Frozenset literals and comprehensions

About 10 months ago, I created a proof of concept implementation of frozenset literals and comprehensions, including tests and documentation. The chance of this getting accepted is very low, but I wanted to share it in case someone would like to play around with it.

Frozen sets

Frozen sets are immutable sets and can be used for constants. Double curly braces or the frozenset() function can be used to create them:

>>> {{1, 2, 3}}
{{1, 2, 3}}
>>> frozenset('foobar')
{{'f', 'r', 'a', 'b', 'o'}}

Notes:

  • To create an empty frozen set you have to use frozenset(), not {{}}; the latter is reserved for an empty frozen dictionary.

  • To use a frozen set as the first element of a set or in a set comprehension, you need to add whitespace:

    >>> { {{3}}, {{2}}, {{1}} }
    { {{3}}, {{2}}, {{1}} }
    >>> { {{c}} for c in 'cba' }
    { {{'c'}}, {{'b'}}, {{'a'}} }
    

Like sets, comprehensions are also supported:

>>> a = {{x for x in 'abracadabra' if x not in 'abc'}}
>>> a
{{'r', 'd'}}

PR (on my fork): Embrace the frozen set by nineteendo · Pull Request #19 · nineteendo/cpython · GitHub
Documentation: https://nineteendo-cpython--19.org.readthedocs.build

5 Likes

{{/}} would be analogous to {/} for set idea.

3 Likes

I have implemented empty set literals on the linked PR, but I don’t think it’s worth the churn.

>>> {/}
{/}
>>> {{/}}
{{/}}

There are 160 occurences of set() and frozenset() in Lib/ (excluding Lib/test, includes some false positives). Compare that to:

  • 17 occurences of frozensets constructed from a list, tuple or set literal
  • 3 occurences of frozensets constructed from a generator expression or set comprehension.
  • 2 occurences of frozensets constructed from a union of sets literals and comprehensions

All of these become roughly 9 charactes shorter (compared to 2 for empty sets and 6 for empty frozen sets).

2 Likes

Nice work, but it isn’t that simple: From reading your grammar description, it seems like that it breaks the currently valid code {{1,2,3}.pop(),4}

Moreover, it also allows {{1,2,3,4} } as a frozen set, which is also not desirable.

2 Likes

Good catch, although a comparison seems more likely to occur in real code. e.g.

>>> s = {4, 5, 6}
>>> {{1, 2, 3}.isdisjoint(s)}
{True}

But people usually don’t write yoda conditions:

>>> s = {4, 5, 6}
>>> {s.isdisjoint({1, 2, 3})}
{True}

Yeah, that’s unfortunate. It’s necessary to not break f-strings:

>>> f"{{{1}}}"
'{1}'

I wonder if can use a soft keyword…
Edit: must be a literal.

You can apply the same trick that you have applied for the right side also for the left side, i.e., do not introduce a {{ token, but define the grammar for frozenset as '{' '{' star_named_expressions '}' '}' and analogous for frozensetcomp. In order for this to work, you have to put the rule for frozen sets before the rule for sets in order to take precedence:

atom[expr_ty]:
    ...
    | &'{' (dict | frozenset | set | dictcomp | frozensetcomp | setcomp)

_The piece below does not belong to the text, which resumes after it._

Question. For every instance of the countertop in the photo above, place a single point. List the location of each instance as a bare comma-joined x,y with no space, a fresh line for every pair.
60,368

This does the trick and fixes the issues with {{{3}}, {{2}}, {{1}}} (I only tried the parsing locally, not the rest of your PR.)

In order to forbid { {1,2,3}}, {{1,2,3} } and { {1,2,3} }, one could create hand-crafted SyntaxErrors. That would be possible, but somewhat a hack. But, the current grammar for relative imports is also a hack (Python tokenizes from ....foo import bar as an Ellipsis, followed by a dot). Sometimes, there are no simple solutions.

2 Likes

It looks more like this:

atom[expr_ty]:
    ...
    | &('{' '{') !('{' '{' (dict | set | dictcomp | setcomp) '}' '}') (frozenset | frozensetcomp)
    | &'{' (dict | set | dictcomp | setcomp)

Otherwise this fails:

>>> {{{1, 2, 3}}}
{ {{1, 2, 3}} }

OK, that also didn’t work, I needed recursion:

atom[expr_ty]:
    ...
    | &('{' '{') !invalid_frozenset (frozenset | frozensetcomp)
    | &'{' (dict | set | dictcomp | setcomp)

invalid_frozenset:
    | '{' '{' ~ invalid_frozenset '}' '}'
    | (dict | set | dictcomp | setcomp)
>>> {1, 2, 3}
{1, 2, 3}
>>> {{1, 2, 3}}
{{1, 2, 3}}
>>> {{{1, 2, 3}}}
{{{1, 2, 3}}}
>>> {{{{1, 2, 3}}}}
{{{{1, 2, 3}}}}
>>> {{{{{1, 2, 3}}}}}
{{{{{1, 2, 3}}}}}
>>> {{{{{{1, 2, 3}}}}}}
{{{{{{1, 2, 3}}}}}}
>>> {{{{{{{1, 2, 3}}}}}}}
{{{{{{{1, 2, 3}}}}}}}
>>> {{{{{{{{1, 2, 3}}}}}}}}
{{{{{{{{1, 2, 3}}}}}}}}
2 Likes

Thanks for catching my error above. I think, its is really necessary to provide a rule that there must not be a whitespace between the two {{ and the two }}. Unfortunately, the PEG parser generator does not provide such a command. I changed Parser/parser.c by hand to accept '{' '{' star_named_expressions '}' '}' only if there is no whitespace between the two opening and the two closing braces. In this case:

  • {{ {a,b,c} }} is a frozen set of a set (thus invalid)
  • { {{a,b,c}} } is a set of a frozen set (valid)
  • {{ {a,b,c}} } is a set of a set of a set (invalid)
  • {{{a,b,c}}} is parsed as a frozen set of a set (thus invalid) as I would usually expect.
  • {{{a,b}},{{c}}} is parsed as a set of two frozen sets (valid).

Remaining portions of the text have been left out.